The increase in HCO3 following M-SB ingestion was high enough to suggest an ergogenic effect is possible, given the Cmax was ~ 8 mmol∙L−1, which is far above the 5 mmol∙L−1 threshold suggested to be required to elicit an ergogenic effect [4, 22]. This is the first study to report this finding, and it is positive that this change has been seen from a new SB product, considering others, such as SB lotion, has no impact on any acid–base balance variable [23, 24], or enteric coated SB, which typically produces lower Cmax values [6]. The increase was also greater for a longer period of time across the 300 min testing window compared to C-SB, whereby HCO3 was greater than 5 mmol∙L−1 for ~ 38 min longer, and the absolute change from baseline was ~ 1 mmol∙l−1 greater following M-SB ingestion. Furthermore, with HCO3 being > 5 mmol∙L−1 for longer, this could suggest that a potentially ergogenic window is available following ingestion (as seen in previous vegetarian capsule data; [25]). These two interesting observations may mean that an individual time to peak approach might not be warranted. This is potentially of practical benefit to the athlete and sport medicine team, as less pressure for exact timings of peak alkalosis may be required.

It is also important to note that despite differences in HCO3 between M-SB and C-SB, there was little difference between the electrolyte responses (Na+, K+, Cl, Ca2+) following SB ingestion in this study. This means that if the potentially ergogenic mechanism is derived from changes in these electrolytes (or the changes these ions have on the strong ion difference) then there is likely no difference in the expected benefits to exercise performance. The very high mean increases in blood HCO3 of almost 3 mmol∙L−1 over the likely ergogenic Cmax threshold of 5 mmol∙L−1 suggests that it may also be possible to use lower doses of SB, as these would also likely still increase HCO3 to a sufficient level. This would also have benefits in that it would reduce the Na+ load with ingestion, as 0.3 g∙kg−1 BM is far above the recommended daily amount and SB is commonly loaded on both consecutive day and even multiple times per day (such as a competition weekend).

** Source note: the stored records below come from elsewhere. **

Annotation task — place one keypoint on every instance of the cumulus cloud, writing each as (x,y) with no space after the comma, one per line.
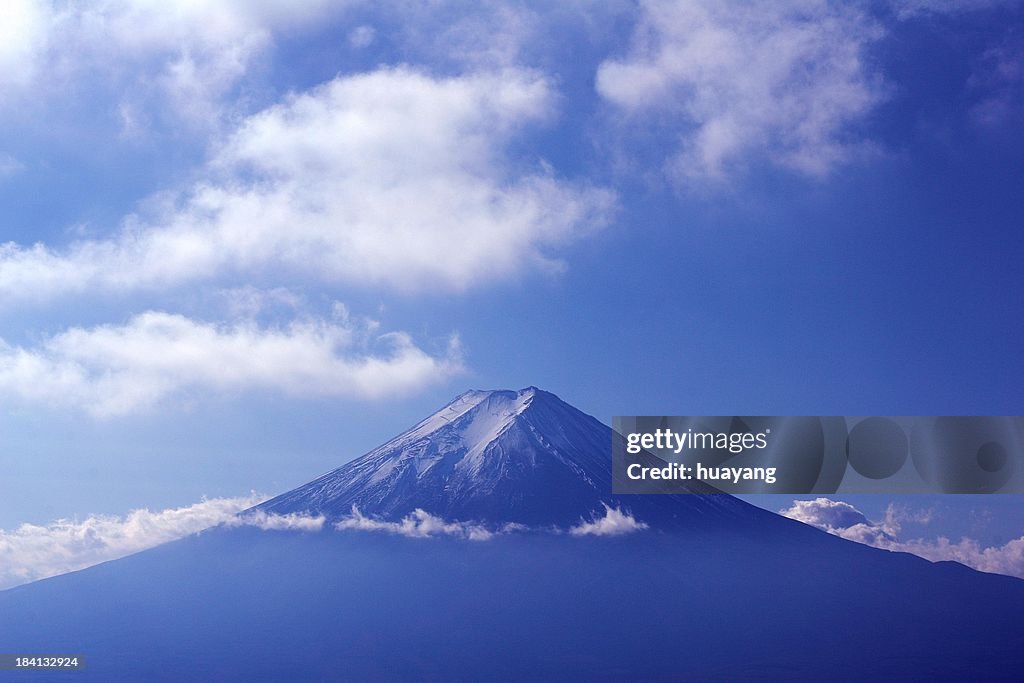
(31,551)
(737,81)
(844,520)
(420,524)
(391,178)
(614,522)
(156,356)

It is important to note that this experimental study was conducted in controlled laboratory conditions in the absence of any exercise, and therefore has some important limitations. It is likely that in a competition setting, for example, that factors such as the warm-up/preparation phase and potential changes in anxiety could impact either the blood or GI discomfort response [26]. In this initial study it was important, however, to determine the blood acid–base balance changes following M-SB given that the individual time to peak HCO3 could be an important factor to improve the ergogenic effect [27, 28]. This is an important first step in determining the pharmokinetics of the M-SB ingestion strategy and doing so in a laboratory setting, allowed a greater level of control than in a field setting. Now this study has been completed and the acid–base responses to M-SB have been determined, it is important that future studies investigate the effect of this strategy on exercise performance and the effects of ecologically valid pre-exercise routines such as warm-ups and environmental factors (e.g. racing, heat, hypoxia). This is to ascertain if the responses are similar to those exhibited using other more well-established ingestion strategies. .

Conclusions

This study reports that a novel SB supplement (M-SB) induces acid–base balance responses that are similar to traditional methods of SB (C-SB), whilst almost eliminating GI symptoms. With the near elimination of GI discomfort, athletes can now be confident that they can ingest M-SB prior to exercise without the deleterious impact of GI discomfort, and in a manner that only requires one intake to induce blood alkalosis. Further research is now needed to directly quantify the potentially ergogenic effects of this new supplement ingestion strategy on a variety of exercise types.